# Beach Boogie and Barbecue contest (new) September 2006



## Captain Morgan (Mar 9, 2006)

September 1 and 2, 2006

The fall version of the Smoke on the Beach version in Myrtle Beach is now a much bigger event.  It is still run by the Shriners, but now also the
Myrtle Beach Area Chamber of Commerce.  The site is being moved to the old Myrtle Beach Air Force Base so teams can keep their vehicles with their cookers.

 Prize money has grown thanks to sponsors like Piggly Wiggly.  Grand prize is 5000.  There will be multiple categories apparently, but no word yet on what.  This will more of a festival event with live music including blues and beach music.  Details will be reported here as more of them become available. 
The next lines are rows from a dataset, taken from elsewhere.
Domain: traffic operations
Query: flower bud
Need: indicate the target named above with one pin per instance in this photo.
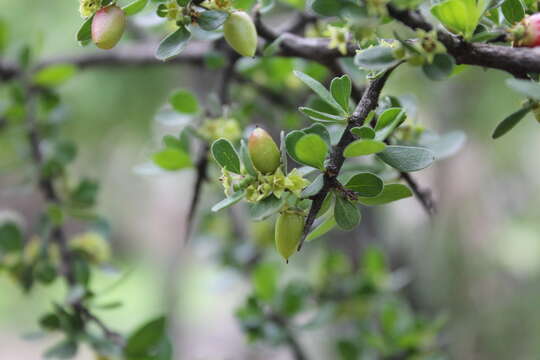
(289, 230)
(108, 26)
(240, 33)
(263, 151)
(527, 32)
(536, 111)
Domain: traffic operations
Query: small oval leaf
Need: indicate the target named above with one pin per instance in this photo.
(407, 158)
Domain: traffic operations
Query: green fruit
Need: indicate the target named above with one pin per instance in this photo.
(240, 33)
(263, 151)
(289, 230)
(108, 27)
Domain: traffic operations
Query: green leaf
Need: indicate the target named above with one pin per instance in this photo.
(458, 16)
(320, 116)
(365, 184)
(233, 199)
(54, 75)
(376, 58)
(513, 11)
(387, 118)
(172, 159)
(319, 130)
(528, 88)
(441, 67)
(363, 147)
(10, 238)
(363, 132)
(85, 31)
(347, 214)
(327, 223)
(212, 19)
(266, 5)
(272, 48)
(390, 193)
(225, 155)
(184, 101)
(509, 122)
(265, 208)
(341, 88)
(446, 145)
(135, 7)
(265, 281)
(146, 340)
(66, 349)
(407, 158)
(311, 150)
(173, 44)
(246, 159)
(327, 7)
(314, 188)
(319, 89)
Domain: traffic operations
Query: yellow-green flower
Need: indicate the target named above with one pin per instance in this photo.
(227, 181)
(94, 245)
(278, 183)
(295, 182)
(338, 38)
(88, 8)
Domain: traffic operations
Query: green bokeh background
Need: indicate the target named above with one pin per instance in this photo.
(478, 262)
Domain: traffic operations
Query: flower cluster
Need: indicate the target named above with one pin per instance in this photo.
(263, 186)
(88, 8)
(217, 4)
(93, 245)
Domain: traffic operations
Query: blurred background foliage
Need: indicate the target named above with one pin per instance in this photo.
(477, 264)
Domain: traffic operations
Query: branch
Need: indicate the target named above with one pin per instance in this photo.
(516, 61)
(369, 102)
(291, 45)
(58, 235)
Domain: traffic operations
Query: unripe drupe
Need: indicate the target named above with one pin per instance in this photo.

  The goal is to get more teams from surrounding states to come on down....why don't you join us?


----------



## Finney (Mar 9, 2006)

Captain Morgan said:
			
		

> September 1 and 2, 2006
> 
> The fall version of the Smoke on the Beach version in Myrtle Beach is now a much bigger event.  It is still run by the Shriners, but now also the
> Myrtle Beach Area Chamber of Commerce.  The site is being moved to the old Myrtle Beach Air Force Base so teams can keep their vehicles with their cookers.
> ...


Talking with the Comp rep for the Shiners last week, he said that they are hoping to have chicken, ribs, and sauce comps in addition to the pork categories.


----------



## WalterSC (Mar 9, 2006)

Captain Morgan said:
			
		

> September 1 and 2, 2006
> 
> The fall version of the Smoke on the Beach version in Myrtle Beach is now a much bigger event.  It is still run by the Shriners, but now also the
> Myrtle Beach Area Chamber of Commerce.  The site is being moved to the old Myrtle Beach Air Force Base so teams can keep their vehicles with their cookers.
> ...



Captain I already got that date secured to be there from start to finish!!!


----------



## Finney (Mar 9, 2006)

WalterSC said:
			
		

> Captain Morgan said:
> 
> 
> 
> ...


 =D>  =D>  =D> We'll see you there Walter.  Of course we'll be waving to you as we go get all our trophies. :!:


----------



## WalterSC (Mar 27, 2006)

quote]
 =D>  =D>  =D> We'll see you there Walter.  Of course we'll be waving to you as we go get all our trophies. :!:[/quote]


Yea well in a few weeks yall will be waving at us going to get the trophies , and then we is gonna repeat it at Beach Boogie and BBQ.  Captain and his Misfits RULE!!!!!  [-X


----------